3

I'm looking at building a model to find what factors from an electronic record are associated with trial enrolment.

I have two questions about this.

  1. I have a large set of possible covariates and a logit model will not converge will all of them included; therefore I need to select a subset of the variables available. I have recently seen in a talk given by Frank Harrell that 'unless you have a gun to your head' you shouldn't perform a variable selection algorithm. To what extent is this true in this situation and what can I do?
  2. I am not looking for causation in my covariates; however, as I am interested in the unbiased effect of each of them, rather than just trying to get the most accurate predcition of enrolment. A such, would I be correct to assume that each of the covariates may suffer from potential selection bias? If so, typically, there is one variable of interset that you carry out causal inference methods on to control for observed confounding. What alternatives are there when I'm interested in balancing across all covariates within the model. If this is possible, is this the correct approach to take in this situation?
  3. Are there other modelling options other than regression and penalised regression?

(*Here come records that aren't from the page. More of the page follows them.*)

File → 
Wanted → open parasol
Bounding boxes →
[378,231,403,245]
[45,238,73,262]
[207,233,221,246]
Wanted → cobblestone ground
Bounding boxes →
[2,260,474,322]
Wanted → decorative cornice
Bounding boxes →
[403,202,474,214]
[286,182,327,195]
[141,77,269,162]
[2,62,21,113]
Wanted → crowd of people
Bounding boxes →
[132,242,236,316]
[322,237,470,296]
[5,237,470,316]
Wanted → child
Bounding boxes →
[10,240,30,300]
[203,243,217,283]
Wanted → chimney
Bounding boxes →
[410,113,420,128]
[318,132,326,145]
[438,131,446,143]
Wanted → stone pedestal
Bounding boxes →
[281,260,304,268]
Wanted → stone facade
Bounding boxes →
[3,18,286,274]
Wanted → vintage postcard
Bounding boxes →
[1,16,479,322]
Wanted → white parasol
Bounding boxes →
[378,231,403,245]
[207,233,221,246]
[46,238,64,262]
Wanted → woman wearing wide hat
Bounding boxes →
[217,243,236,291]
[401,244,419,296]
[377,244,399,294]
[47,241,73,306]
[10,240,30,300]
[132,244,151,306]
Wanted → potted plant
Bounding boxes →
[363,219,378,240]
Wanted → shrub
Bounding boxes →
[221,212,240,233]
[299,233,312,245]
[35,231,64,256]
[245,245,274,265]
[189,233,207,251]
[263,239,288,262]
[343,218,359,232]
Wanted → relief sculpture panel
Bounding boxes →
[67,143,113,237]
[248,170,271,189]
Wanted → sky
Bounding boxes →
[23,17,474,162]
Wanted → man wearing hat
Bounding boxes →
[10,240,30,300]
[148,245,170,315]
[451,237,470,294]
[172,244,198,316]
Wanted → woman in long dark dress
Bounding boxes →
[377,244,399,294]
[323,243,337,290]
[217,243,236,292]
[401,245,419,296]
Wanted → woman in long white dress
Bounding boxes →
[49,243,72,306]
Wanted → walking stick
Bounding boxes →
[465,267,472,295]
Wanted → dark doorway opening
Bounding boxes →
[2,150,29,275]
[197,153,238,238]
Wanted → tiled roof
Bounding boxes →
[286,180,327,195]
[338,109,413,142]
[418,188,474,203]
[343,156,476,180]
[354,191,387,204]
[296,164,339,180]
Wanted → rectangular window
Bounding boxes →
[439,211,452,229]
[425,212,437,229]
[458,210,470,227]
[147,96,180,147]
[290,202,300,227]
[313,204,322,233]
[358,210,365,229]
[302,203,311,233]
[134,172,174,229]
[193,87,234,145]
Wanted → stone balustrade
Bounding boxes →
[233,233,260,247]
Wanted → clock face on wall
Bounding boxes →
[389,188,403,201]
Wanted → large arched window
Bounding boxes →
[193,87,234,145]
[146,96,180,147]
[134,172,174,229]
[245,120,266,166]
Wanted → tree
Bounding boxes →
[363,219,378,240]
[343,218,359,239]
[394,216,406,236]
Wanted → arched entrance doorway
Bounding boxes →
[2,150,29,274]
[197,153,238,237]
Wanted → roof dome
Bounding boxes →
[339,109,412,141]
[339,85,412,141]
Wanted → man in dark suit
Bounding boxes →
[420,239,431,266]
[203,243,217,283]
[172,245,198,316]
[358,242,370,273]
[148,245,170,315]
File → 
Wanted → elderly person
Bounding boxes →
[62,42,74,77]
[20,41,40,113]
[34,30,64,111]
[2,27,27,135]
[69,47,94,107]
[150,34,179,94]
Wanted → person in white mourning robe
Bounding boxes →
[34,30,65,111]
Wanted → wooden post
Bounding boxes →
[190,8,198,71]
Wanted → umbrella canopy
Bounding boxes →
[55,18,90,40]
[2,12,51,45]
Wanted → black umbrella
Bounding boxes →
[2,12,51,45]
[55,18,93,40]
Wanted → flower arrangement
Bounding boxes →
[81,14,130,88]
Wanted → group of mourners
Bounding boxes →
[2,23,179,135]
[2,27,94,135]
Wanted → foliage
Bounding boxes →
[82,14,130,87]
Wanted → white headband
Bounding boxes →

Any help is highly appreciated.

Geoff
  • 601

2 Answers2

1

It would be useful to know in what context Dr. Harrel made that remark.

The classic misadventure of variable selection algorithms is using such an algorithm to identify the hypothesis, then reporting the results of the hypothesis test as if it were prespecified. When formulating a hypothesis from a multivariable regression model, different combinations of adjustment variables comprise different hypotheses even with the same main effect.

Developing a predictive model does not usually involve hypothesis testing, so many analysts relax the stringency that usually conserves type 1 error rates - sometimes applying many models and picking which results are best, or manually tuning penalties, weights, or tradeoffs. Variable selection and prediction are closely related. The type 1 error in prediction has traditionally been underemphasized, they believe the associated cost is different and less than in confirmatory studies. In confirmatory studies, type 1 errors amount to adopting ineffective drugs to the marketplace, ruling "guilty" for innocent defenders, implementing ineffective public policies, etc. But one could argue that in big data, repeated type 1 errors are contributing to a fizzling hype. So it's not clear on which side of the fence one should fall.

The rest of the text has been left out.